Par acte d’huissier en date du 21 février 2022, le ministère public a fait assigner l’intéressé devant le tribunal judiciaire de Nancy aux fins d’annuler l’enregistrement, de dire qu’il n’est pas de nationalité française et d’ordonner la mention prévue à l’article 28 du code civil au motif que la déclaration de nationalité était entachée de mensonge ou de fraude au sens de l’article 26-4 du code civil, la communauté de vie avec l’épouse française ayant été rompue moins de douze mois après la déclaration.
Par jugement contradictoire du 31 mai 2023, le tribunal judiciaire de Nancy a :
— constaté que le récépissé prévu par l’article 1043 du code de procédure civile a été délivré,
— débouté le ministère public de ses demandes,
— dit que Monsieur [H], né le 9 septembre 1986 à [Localité 3] (Maroc), a acquis la nationalité française par déclaration souscrite le 27 août 2020 en application des dispositions de l’article 21-2 du code civil,
— condamné le trésor public à verser à Monsieur [H] la somme de 1000 euros en application des dispositions de l’article 700 du code de procédure civile,
— ordonné la mention prévue à l’article 28 du code civil,
— laissé les dépens à la charge de l’Etat.
Pour statuer ainsi, le tribunal a relevé que si l’action était recevable, la communauté de vie ayant cessé dans les douze mois suivant l’enregistrement de la déclaration, la présomption de mensonge ou de fraude étant par ailleurs constituée, cette action était mal fondée en ce qu’une communauté de vie réelle et sérieuse existait bien entre Monsieur [H] et Madame [R] au jour de la déclaration de nationalité française. Il a retenu que le lien affectif était démontré par la naissance de deux enfants respectivement, [F] [H], né le 21 septembre 2018 et [E] [H], né le 6 mars 2020 ; que Monsieur [H] avait souscrit sa déclaration de nationalité française le 27 août 2020, plus de cinq ans après son mariage ; que le dépôt de plainte et le départ du domicile de Monsieur [H] sont postérieurs à la déclaration de nationalité française ; enfin, les déclarations de Madame [R], souscrites dans un contexte de divorce, devaient être considérées avec précaution.
Par déclaration reçue au greffe de la cour, sous la forme électronique, le 12 juin 2023, le ministère public a relevé appel de ce jugement.
Au dernier état de la procédure, par conclusions reçues au greffe de la cour d’appel sous la forme électronique le 23 novembre 2023, auxquelles il est renvoyé pour plus ample exposé des prétentions et moyens, le ministère public demande à la cour, de :
— dire que le récépissé prévu par l’article 1040 du code de procédure civile a été délivré,
— infirmer le jugement de première instance,
Et statuant à nouveau,
— déclarer que son action est recevable,
— annuler l’enregistrement de la déclaration souscrite le 27 août 2020, par Monsieur [H], né le 9 septembre 1986 à [Localité 3] (Maroc),
— dire en conséquence qu’il n’est pas de nationalité française,
— ordonner la mention prévue par l’article 28 du code civil.
Au dernier état de la procédure, par conclusions reçues au greffe de la cour d’appel sous la forme électronique le 28 novembre 2023, auxquelles il est renvoyé pour plus ample exposé des prétentions et moyens, Monsieur [H] demande à la cour de :
— déclarer recevable mais mal fondé l’appel interjeté par le Ministère Public,
— confirmer le jugement rendu par le tribunal judiciaire de Nancy le 31 mai 2023 en toutes ses dispositions,
Y ajoutant,
— condamner le trésor public à lui payer une indemnité de 1800 euros au titre de l’article 700 du code de procédure civile,
— débouter Monsieur le procureur général de toutes ses autres demandes,
— laisser les dépens à la charge du trésor public.
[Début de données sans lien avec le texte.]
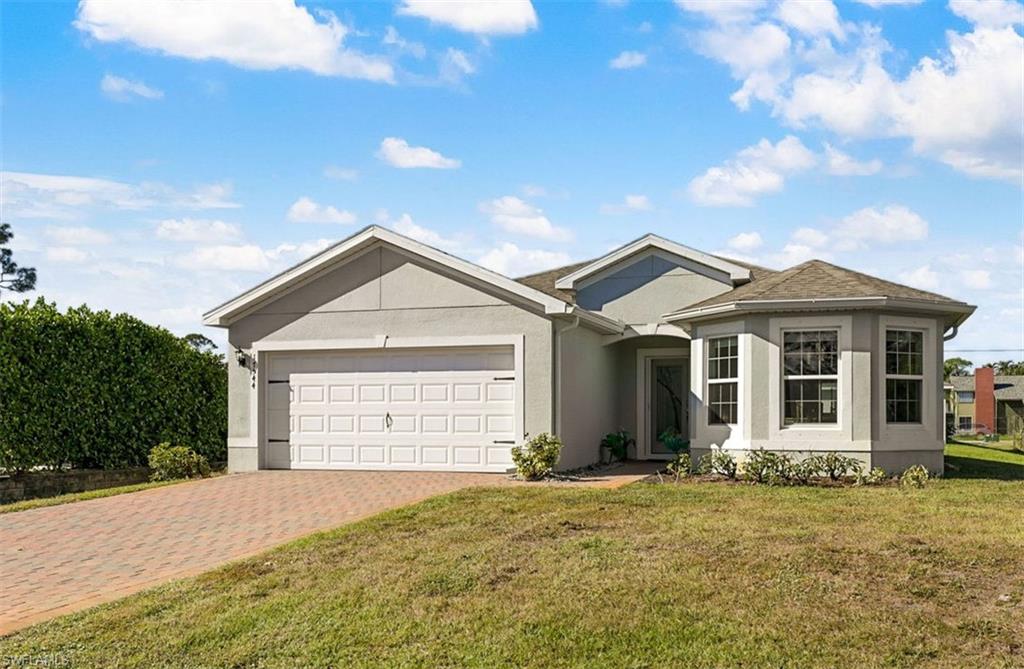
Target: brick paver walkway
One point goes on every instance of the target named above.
(62, 558)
La clôture de l’instruction a été prononcée par ordonnance du 5 décembre 2023.
L’audience de plaidoirie a été fixée le 9 janvier 2024 et le délibéré au 20 février 2024.
MOTIFS DE LA DÉCISION
Vu les dernières conclusions déposées par le ministère public le 23 novembre 2023 et par Monsieur [H] le 28 novembre 2023 et visées par le greffe auxquelles il convient de se référer expressément en application de l’article 455 du code de procédure civile ;
Vu la clôture de l’instruction prononcée par ordonnance du 5 décembre 2023 ;
Il a été satisfait aux dispositions de l’article 1040 du code de procédure civile, le ministère de la justice ayant délivré récépissé de la déclaration d’appel le 23 août 2023. La cour est donc en mesure de statuer.
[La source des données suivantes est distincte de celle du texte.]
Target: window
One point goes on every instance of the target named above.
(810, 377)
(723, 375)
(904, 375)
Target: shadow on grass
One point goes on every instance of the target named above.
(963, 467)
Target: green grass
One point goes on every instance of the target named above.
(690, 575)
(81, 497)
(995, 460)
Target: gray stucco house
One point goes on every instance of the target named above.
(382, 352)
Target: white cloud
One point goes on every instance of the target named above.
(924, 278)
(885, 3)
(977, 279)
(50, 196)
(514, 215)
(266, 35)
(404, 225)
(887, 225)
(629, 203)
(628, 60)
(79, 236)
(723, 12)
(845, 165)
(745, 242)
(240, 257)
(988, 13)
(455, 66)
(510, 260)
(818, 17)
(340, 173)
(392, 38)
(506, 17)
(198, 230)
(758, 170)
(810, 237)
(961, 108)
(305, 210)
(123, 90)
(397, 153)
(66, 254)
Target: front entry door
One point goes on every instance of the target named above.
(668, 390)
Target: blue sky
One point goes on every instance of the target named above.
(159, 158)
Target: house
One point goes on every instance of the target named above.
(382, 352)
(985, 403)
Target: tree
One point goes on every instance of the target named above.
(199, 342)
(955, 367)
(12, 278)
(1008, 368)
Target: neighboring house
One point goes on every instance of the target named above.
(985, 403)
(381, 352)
La recevabilité de l’action engagée par le ministère public dans les conditions prévues par l’article 26-4 du code civil n’est pas contestée, pas davantage que l’existence d’une présomption simple de mensonge ou de fraude quant à la réalité d’une communauté de vie matérielle et affective à la date de la déclaration, opérant un renversement de la charge de la preuve, laquelle incombe dès lors à Monsieur [H].
La cour relève que l’épouse a déposé plainte le 16 septembre 2021 pour une altercation avec son mari qui aurait proféré des cris, des injures et des menaces à son encontre, car elle refusait de lui ouvrir la porte du logement qu’ils avaient occupé ensemble. Il souhaitait reprendre du matériel téléphonique dans le cadre du déménagement.
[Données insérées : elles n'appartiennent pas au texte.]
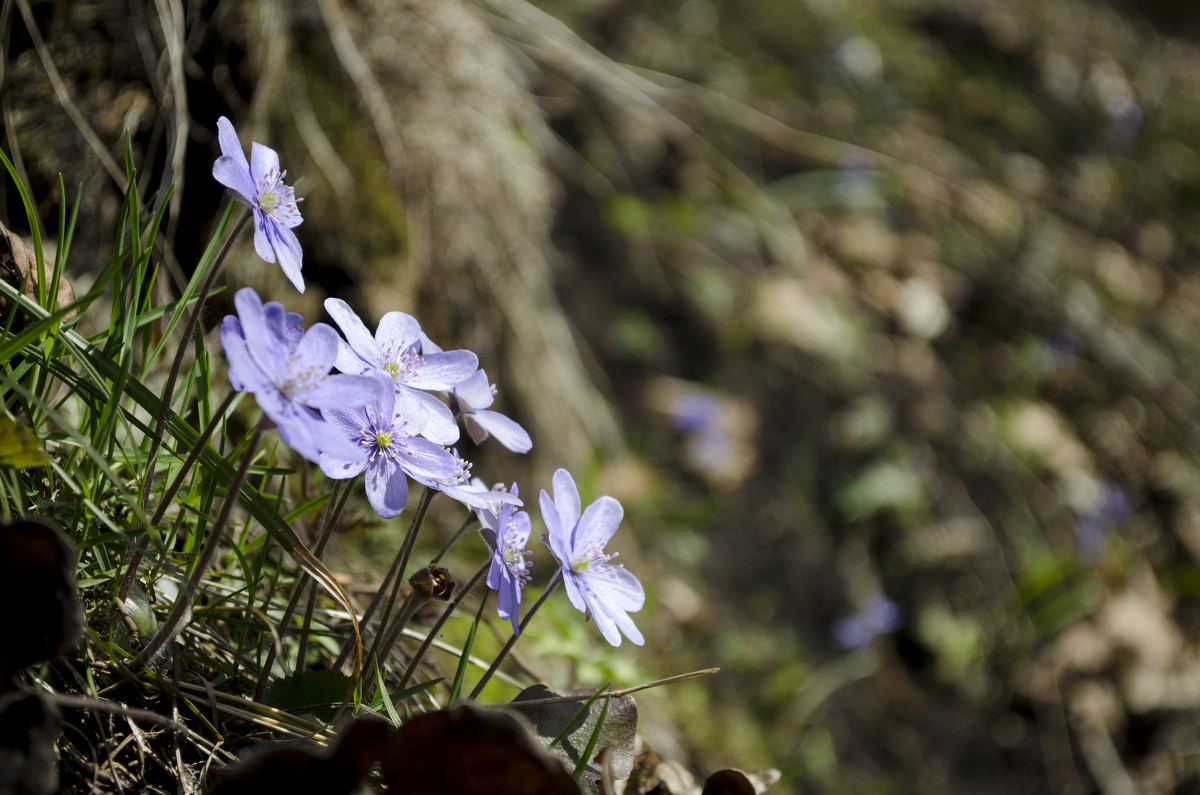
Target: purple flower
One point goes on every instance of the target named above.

La gendarmerie a conclu qu’il n’y avait pas lieu d’organiser en l’état une mesure particulière de protection pourtant sollicitée par l’épouse qui décrivait son mari comme un être violent, pervers narcissique et manipulateur.
Il y a lieu de relever que l’audition de Monsieur [H] réalisée lors de cette enquête n’est pas versée au dossier, pas davantage que l’audition du témoin qui aurait entendu les cris selon la plaignante.
Le 1er octobre 2021, l’épouse a écrit à la Préfecture de région pour signaler qu’elle était victime d’un mariage 'gris’ dont l’unique but était d’obtenir la nationalité française, que Monsieur [H] ne pouvait pas obtenir du fait des mentions figurant à son casier judiciaire. Cette lettre est à l’origine de la présente procédure.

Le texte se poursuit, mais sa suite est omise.